A final example was a virus discovery in MS that others could not replicate; those negative findings were also published. “I must say I lost sleep over that paper,” said Dr. Hauser. “We required replication that was independent, from another institution, before publishing. They were able to replicate the finding, and yet subsequently, others were not able to. But it did satisfy every metric, every bar that we had established for replication. And it's not to say that the paper was wrong.”
Journal editors put themselves on the line with every article they publish, Baskin said. “We only accept 15 percent of our papers; there are many we can't accept. We want only superb papers, and if something goes wrong, it's an embarrassment to us,” she observed. “The best way to overcome that is to correct the literature record as soon as possible. Lancet is making that correction, but they have the added problem that they've had a lot of people over the years saying ‘This isn't right.’”
‘EXERCISE DUE DILIGENCE’
Baskin said the Dr. Wakefield retraction should serve as a warning to all editors. “It reminds us all to be very careful and exercise due diligence, to make sure that anything sent to us passes muster with our peer reviewers — who really have to be knowledgeable in the field to the point that they can pick up content that might be fraudulent or not well thought out.”

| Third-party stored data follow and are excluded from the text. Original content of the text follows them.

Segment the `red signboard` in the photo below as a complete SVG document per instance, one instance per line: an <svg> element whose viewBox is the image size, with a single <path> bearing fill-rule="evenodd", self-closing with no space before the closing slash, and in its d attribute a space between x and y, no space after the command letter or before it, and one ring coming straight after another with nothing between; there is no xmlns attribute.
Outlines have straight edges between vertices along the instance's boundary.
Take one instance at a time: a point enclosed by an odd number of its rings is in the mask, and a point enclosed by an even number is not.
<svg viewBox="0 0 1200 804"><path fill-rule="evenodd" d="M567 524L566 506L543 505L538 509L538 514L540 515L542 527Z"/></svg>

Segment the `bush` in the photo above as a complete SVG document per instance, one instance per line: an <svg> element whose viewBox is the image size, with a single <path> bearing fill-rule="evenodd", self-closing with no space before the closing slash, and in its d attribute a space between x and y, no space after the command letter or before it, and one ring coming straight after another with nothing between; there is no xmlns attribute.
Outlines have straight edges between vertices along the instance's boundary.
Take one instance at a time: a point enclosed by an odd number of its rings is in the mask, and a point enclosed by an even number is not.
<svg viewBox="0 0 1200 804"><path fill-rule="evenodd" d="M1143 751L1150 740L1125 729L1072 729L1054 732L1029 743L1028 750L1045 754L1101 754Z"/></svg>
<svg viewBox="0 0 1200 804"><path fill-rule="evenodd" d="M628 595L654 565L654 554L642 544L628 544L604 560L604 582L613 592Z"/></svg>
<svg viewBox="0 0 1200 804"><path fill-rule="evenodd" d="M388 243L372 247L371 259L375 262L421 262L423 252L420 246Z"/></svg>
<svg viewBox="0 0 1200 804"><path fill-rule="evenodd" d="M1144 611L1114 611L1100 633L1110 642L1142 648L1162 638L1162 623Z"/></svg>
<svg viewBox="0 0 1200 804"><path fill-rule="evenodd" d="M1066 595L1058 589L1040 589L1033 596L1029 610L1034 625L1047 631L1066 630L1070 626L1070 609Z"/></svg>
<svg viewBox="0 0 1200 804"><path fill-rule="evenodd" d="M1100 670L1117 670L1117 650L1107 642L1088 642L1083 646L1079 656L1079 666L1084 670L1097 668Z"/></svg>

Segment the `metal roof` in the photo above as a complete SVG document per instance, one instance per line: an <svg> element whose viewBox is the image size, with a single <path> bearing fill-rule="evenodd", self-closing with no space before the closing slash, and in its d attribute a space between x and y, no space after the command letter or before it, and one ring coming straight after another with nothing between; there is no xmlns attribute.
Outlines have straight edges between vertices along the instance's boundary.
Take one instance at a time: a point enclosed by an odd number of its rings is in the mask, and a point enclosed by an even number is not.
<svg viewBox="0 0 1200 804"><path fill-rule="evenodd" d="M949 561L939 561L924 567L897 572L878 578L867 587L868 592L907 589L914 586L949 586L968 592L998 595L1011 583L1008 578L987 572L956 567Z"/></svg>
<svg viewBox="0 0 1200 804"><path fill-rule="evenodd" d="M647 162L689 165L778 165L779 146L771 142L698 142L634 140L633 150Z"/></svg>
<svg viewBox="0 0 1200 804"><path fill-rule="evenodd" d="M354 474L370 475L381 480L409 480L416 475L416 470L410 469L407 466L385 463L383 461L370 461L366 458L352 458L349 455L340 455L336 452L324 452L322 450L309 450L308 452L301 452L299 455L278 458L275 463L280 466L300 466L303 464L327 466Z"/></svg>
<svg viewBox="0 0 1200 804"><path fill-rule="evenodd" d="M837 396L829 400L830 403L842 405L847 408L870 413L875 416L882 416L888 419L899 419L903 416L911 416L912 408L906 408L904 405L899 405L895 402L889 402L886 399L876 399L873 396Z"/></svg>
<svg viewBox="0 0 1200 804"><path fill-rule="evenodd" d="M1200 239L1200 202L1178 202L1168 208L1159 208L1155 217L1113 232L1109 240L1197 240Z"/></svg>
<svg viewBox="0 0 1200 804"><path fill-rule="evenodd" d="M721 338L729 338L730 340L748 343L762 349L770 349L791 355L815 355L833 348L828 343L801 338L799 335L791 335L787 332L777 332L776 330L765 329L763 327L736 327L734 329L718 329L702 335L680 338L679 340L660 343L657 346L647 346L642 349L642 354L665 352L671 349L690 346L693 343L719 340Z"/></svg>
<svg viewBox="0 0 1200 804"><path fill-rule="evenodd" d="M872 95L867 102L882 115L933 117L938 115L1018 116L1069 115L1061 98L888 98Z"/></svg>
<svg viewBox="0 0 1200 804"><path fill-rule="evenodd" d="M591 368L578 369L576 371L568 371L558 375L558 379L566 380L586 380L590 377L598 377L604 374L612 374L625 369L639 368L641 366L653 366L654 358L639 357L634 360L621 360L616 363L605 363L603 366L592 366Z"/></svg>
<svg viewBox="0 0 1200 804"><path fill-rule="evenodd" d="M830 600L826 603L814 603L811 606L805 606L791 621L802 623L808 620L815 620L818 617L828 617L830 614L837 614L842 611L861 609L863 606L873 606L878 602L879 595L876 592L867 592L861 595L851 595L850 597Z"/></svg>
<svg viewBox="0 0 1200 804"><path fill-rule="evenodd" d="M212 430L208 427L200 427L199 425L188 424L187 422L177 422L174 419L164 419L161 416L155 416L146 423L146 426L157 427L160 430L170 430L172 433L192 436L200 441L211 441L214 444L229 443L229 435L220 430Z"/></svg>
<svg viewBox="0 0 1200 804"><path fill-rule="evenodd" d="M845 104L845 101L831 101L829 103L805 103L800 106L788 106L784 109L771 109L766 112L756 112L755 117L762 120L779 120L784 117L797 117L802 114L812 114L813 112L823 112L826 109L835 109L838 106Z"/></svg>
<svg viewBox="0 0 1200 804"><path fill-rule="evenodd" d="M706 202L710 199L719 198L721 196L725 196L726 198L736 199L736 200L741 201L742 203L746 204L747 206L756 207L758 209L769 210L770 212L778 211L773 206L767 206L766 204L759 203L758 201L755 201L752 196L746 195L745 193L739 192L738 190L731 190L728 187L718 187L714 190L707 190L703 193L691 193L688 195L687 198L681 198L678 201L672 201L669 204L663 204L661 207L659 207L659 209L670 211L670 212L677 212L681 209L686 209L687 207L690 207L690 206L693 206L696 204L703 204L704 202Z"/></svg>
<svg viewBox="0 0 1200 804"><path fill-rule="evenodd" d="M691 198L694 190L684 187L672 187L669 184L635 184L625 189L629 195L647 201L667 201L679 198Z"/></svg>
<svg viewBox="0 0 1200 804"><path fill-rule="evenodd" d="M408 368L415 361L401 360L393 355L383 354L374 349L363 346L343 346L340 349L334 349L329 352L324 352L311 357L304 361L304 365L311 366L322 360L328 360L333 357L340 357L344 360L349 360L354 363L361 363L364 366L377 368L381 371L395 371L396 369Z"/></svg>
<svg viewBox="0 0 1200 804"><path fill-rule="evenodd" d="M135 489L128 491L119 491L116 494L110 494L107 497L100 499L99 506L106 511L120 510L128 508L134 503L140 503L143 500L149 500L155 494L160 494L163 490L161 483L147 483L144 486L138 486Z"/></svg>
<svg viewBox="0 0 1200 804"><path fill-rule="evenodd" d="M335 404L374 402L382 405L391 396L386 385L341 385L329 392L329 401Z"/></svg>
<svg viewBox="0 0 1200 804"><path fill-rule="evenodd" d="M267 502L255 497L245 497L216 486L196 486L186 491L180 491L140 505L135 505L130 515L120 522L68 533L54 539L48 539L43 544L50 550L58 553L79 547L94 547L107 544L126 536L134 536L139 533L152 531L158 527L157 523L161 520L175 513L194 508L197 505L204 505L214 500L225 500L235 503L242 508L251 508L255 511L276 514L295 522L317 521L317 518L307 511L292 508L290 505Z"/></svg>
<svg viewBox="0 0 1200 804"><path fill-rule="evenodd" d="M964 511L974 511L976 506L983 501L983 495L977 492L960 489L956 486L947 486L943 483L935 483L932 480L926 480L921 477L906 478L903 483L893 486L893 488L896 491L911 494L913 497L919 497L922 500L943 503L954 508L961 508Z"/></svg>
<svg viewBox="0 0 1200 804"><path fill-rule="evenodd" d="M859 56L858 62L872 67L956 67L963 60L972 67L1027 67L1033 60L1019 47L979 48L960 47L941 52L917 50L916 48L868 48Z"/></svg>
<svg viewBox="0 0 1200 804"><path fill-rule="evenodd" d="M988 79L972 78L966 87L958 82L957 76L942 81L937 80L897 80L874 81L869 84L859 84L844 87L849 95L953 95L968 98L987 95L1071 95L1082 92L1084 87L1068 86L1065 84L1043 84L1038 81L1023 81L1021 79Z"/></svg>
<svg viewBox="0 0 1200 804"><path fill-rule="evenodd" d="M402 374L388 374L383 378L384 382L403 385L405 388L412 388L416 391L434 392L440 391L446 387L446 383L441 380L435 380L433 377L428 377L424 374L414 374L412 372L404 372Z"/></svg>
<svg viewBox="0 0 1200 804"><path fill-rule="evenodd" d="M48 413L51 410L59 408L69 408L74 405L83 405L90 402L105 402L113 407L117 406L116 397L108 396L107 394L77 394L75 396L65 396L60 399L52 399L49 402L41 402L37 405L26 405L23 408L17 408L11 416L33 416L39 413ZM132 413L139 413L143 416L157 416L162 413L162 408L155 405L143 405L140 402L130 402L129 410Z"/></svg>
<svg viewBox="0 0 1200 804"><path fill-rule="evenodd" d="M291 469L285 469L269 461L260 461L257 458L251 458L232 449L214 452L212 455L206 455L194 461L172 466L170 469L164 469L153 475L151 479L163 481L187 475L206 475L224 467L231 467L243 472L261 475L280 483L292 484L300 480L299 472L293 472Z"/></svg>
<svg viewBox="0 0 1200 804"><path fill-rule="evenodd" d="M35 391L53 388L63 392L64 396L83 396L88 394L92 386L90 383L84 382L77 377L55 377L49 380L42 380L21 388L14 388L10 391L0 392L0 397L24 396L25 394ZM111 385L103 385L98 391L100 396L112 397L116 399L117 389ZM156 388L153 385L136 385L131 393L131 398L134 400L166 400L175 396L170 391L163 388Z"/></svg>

Ultimately, Dr. Rosenberg said the Wakefield case is an isolated incident, not reflective of a larger problem within the peer review and journal publication process.
“In this case, the peer review process didn't get it right and the author didn't present it right. Sometimes it takes time for the process to correct itself,” he said. “But most of the time I do believe that we do publish the best papers, and those that should not be published are not.
“The peer review process isn't perfect, but there's no substitute. And I'd rather turn down a paper that turns out to be correct than publish a paper in which data are incorrect. It's more of a disservice to the scientific community, to patients, to understanding disease or brain function, to publish a paper that is not scientifically accurate than to fail to publish a paper that turns out to be correct.”